Colson founded Prison Fellowship in 1976 after being released from the Federal Prison Camp in Montgomery, Alabama, where he served eight months of a one- to three-year sentence for obstruction of justice. Today PF's reach extends to 600 prisons in 88 countries. And the Washington-based organization has spun off several subsidiary ministries, moving beyond prisons to reach the families of inmates through Angel Tree, to provide a college education to ex-felons through the Colson Scholarship at Wheaton College, and to honor socially active Christian leaders with the annual Wilberforce Award.
In recent years, there has been some retrenchment. Last fall, to cut costs, PF closed 20 offices and eliminated 100 positions. And earlier this year, the ministry absorbed its public-policy arm, Justice Fellowship, and Neighbors Who Care, a program to equip churches to help crime victims. Colson says the cutbacks are due to slower-than-anticipated growth (6 percent as opposed to the 20 percent budgeted).
Even so, Colson and PF continue to make an impact. Over 150,000 inmates attend PF Bible studies; 27,000 prisoners are connected to pen pals; and 50,000 men and women enter prisons as PF volunteers.
Colson's achievements have not come easily. He fell hard after his days with President Richard Nixon.
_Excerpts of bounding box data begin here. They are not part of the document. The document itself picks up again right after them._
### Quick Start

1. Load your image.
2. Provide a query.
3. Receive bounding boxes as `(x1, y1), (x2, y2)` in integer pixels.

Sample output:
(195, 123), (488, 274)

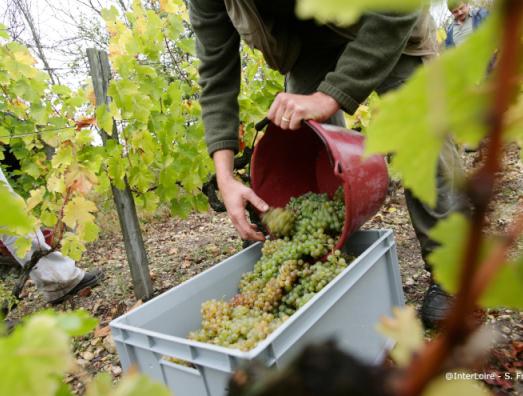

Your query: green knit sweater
(189, 0), (428, 155)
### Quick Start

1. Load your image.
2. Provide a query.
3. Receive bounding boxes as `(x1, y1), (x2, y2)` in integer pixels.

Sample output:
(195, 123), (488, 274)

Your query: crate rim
(109, 228), (396, 361)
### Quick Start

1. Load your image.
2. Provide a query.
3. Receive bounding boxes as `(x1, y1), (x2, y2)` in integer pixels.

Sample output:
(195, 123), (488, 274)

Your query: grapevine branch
(398, 0), (523, 396)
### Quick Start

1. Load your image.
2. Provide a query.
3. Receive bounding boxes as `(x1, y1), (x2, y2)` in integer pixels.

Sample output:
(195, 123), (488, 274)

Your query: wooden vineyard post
(87, 48), (153, 301)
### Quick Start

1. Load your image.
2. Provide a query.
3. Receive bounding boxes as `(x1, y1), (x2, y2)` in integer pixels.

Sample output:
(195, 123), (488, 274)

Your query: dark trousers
(286, 46), (466, 270)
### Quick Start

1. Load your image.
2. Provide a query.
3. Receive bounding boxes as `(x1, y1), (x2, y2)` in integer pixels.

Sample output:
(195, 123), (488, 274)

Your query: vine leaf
(367, 15), (498, 206)
(428, 213), (523, 309)
(63, 196), (97, 228)
(377, 306), (423, 366)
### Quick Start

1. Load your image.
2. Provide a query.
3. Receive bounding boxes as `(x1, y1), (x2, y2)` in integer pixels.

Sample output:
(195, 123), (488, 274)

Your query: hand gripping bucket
(251, 121), (388, 248)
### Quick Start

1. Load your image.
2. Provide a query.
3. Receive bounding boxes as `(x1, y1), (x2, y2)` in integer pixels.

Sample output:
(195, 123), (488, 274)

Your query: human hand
(218, 178), (269, 241)
(267, 92), (340, 130)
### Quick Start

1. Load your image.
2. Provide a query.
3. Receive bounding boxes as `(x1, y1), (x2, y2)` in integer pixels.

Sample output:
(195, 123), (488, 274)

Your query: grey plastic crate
(110, 230), (404, 396)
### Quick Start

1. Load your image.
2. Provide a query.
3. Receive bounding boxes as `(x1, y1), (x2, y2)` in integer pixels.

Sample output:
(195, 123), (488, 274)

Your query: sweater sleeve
(318, 13), (419, 114)
(189, 0), (241, 156)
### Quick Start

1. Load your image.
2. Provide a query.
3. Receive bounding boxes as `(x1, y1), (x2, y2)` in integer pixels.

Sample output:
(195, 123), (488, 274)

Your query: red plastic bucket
(251, 121), (389, 248)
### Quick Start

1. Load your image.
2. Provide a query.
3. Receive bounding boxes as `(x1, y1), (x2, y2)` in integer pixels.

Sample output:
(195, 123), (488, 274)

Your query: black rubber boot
(49, 269), (103, 305)
(421, 283), (453, 329)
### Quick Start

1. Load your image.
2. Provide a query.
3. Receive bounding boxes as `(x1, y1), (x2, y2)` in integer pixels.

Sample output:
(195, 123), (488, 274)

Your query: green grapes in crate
(189, 188), (351, 351)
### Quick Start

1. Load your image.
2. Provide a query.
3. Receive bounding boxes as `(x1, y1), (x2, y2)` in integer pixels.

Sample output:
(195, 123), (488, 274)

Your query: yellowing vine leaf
(366, 15), (499, 206)
(65, 165), (97, 195)
(63, 196), (97, 228)
(376, 306), (423, 366)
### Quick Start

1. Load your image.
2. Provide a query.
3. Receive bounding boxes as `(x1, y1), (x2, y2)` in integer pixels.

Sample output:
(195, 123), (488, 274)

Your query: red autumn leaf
(238, 122), (245, 151)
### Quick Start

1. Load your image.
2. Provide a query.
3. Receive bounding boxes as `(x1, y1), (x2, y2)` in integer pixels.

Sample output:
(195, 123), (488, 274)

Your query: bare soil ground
(0, 147), (523, 395)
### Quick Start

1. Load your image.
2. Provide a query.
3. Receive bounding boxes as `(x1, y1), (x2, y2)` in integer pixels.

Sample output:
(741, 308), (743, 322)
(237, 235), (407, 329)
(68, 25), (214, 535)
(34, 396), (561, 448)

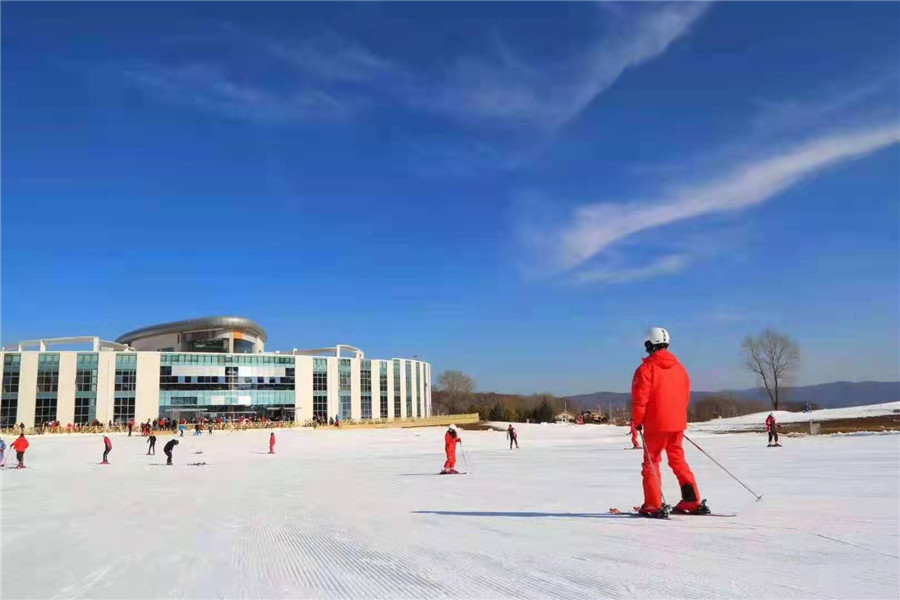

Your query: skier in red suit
(441, 425), (462, 475)
(631, 327), (708, 516)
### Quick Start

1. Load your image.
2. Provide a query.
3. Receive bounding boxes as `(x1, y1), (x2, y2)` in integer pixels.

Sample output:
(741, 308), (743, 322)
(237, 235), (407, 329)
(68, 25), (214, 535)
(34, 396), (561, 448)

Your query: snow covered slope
(690, 402), (900, 431)
(0, 425), (900, 599)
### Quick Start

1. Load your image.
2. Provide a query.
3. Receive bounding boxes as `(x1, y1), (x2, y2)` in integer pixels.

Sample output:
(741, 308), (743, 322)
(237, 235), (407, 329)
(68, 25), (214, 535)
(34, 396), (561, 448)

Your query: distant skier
(766, 413), (781, 448)
(631, 419), (641, 450)
(163, 440), (178, 465)
(100, 435), (112, 465)
(10, 433), (30, 469)
(441, 425), (462, 475)
(631, 327), (709, 517)
(506, 423), (519, 450)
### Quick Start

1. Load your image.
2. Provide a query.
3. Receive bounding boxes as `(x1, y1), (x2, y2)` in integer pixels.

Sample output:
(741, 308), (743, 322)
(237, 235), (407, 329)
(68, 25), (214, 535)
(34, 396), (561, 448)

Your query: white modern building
(0, 317), (431, 428)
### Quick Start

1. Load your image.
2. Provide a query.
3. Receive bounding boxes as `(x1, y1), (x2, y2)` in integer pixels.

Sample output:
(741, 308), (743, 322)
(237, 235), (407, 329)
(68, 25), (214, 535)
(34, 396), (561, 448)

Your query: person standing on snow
(766, 413), (781, 448)
(441, 425), (462, 475)
(506, 423), (519, 450)
(9, 433), (30, 469)
(163, 440), (178, 466)
(100, 435), (112, 465)
(631, 419), (641, 450)
(631, 327), (709, 517)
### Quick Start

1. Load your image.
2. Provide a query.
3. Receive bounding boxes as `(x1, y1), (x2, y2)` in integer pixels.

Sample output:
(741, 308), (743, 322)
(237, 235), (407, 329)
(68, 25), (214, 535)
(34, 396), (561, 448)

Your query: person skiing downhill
(100, 435), (112, 465)
(506, 423), (519, 450)
(163, 440), (178, 466)
(631, 327), (709, 518)
(441, 425), (462, 475)
(631, 419), (641, 450)
(766, 413), (781, 448)
(9, 433), (30, 469)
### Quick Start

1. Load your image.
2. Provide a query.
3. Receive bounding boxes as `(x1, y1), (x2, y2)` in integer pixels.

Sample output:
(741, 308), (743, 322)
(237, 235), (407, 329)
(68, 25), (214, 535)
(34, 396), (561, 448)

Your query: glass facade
(416, 363), (424, 417)
(394, 358), (402, 419)
(313, 358), (328, 421)
(112, 353), (137, 424)
(406, 361), (414, 418)
(75, 352), (100, 425)
(359, 359), (372, 419)
(338, 358), (350, 420)
(159, 352), (296, 419)
(0, 354), (22, 427)
(378, 361), (388, 419)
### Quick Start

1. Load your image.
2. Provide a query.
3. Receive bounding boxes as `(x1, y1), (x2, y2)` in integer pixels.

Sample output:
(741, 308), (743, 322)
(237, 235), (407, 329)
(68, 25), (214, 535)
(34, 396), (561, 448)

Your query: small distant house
(556, 410), (575, 423)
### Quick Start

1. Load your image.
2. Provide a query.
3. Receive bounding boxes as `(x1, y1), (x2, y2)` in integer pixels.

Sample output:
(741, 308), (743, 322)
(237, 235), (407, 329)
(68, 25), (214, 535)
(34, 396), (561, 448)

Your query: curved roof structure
(116, 317), (266, 344)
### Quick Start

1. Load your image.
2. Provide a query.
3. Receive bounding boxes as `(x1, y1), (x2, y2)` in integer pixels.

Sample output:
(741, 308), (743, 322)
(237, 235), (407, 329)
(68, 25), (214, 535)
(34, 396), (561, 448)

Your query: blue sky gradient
(0, 2), (900, 394)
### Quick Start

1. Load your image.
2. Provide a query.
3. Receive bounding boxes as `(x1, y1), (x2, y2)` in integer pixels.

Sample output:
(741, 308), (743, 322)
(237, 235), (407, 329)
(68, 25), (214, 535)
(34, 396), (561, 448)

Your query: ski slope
(0, 425), (900, 599)
(690, 402), (900, 431)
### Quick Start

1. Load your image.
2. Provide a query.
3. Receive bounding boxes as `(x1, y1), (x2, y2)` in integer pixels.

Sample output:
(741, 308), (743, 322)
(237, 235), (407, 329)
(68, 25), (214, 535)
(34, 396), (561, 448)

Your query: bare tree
(438, 371), (475, 414)
(741, 329), (800, 410)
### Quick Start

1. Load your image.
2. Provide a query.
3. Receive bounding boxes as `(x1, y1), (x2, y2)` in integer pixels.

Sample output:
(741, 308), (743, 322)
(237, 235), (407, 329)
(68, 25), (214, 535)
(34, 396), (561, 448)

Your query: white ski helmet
(644, 327), (671, 346)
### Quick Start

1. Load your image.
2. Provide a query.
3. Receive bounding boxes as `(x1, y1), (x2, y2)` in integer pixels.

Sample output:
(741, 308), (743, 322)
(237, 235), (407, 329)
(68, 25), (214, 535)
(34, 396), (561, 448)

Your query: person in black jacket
(163, 440), (178, 465)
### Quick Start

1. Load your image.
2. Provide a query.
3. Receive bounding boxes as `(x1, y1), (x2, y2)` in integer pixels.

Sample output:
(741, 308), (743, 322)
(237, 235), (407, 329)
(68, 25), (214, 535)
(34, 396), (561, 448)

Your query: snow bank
(0, 425), (900, 599)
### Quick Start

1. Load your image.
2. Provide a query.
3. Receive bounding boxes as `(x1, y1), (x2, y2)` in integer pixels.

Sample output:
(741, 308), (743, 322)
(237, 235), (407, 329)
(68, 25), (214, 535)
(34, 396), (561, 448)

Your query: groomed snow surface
(0, 425), (900, 599)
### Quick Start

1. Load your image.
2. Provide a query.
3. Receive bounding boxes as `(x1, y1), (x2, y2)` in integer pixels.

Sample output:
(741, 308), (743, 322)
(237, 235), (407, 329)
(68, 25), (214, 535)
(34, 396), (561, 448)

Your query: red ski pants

The prison stint alone tested him. But on top of it, he faced personal tragedy. "My father died while I was in prison, and my middle son got arrested for marijuana possession. Those were hard years," he said in an interview.
His conversion in the early 1970s, in the wake of Watergate, elicited derision and rebuke from Republicans, Democrats, the press, and even Christians who thought it was a joke. One pastor stood up at the Founder's Dinner and recalled the time shortly after Colson's conversion when he challenged him: "Colson, I believe in Jesus Christ and I want to know how we can know if you're serious." Colson paused and answered, "I guess the best way to tell you whether I'm serious or not is for you see what I'm doing ten years from now."
Twenty-six years later, Colson has earned the respect of Christians and non-Christians, liberals and conservatives. He has won numerous awards, including the Templeton Prize for Progress in Religion (1993) and, most recently, the Canterbury Medal for the defense of religious liberty. And with the help of collaborators, he has written dozens of books.
He is as comfortable in the presence of presidents, senators, and the national media as with drug dealers, murderers, and sex offenders. He has bridged seemingly unbridgeable gaps—first between evangelical faith and social activism, and second between activist evangelicals and the cynics who dismiss them as kooks. In The Weekly Standard, the Heritage Foundation's Joe Loconte called Colson "one of the most important social reformers in a generation."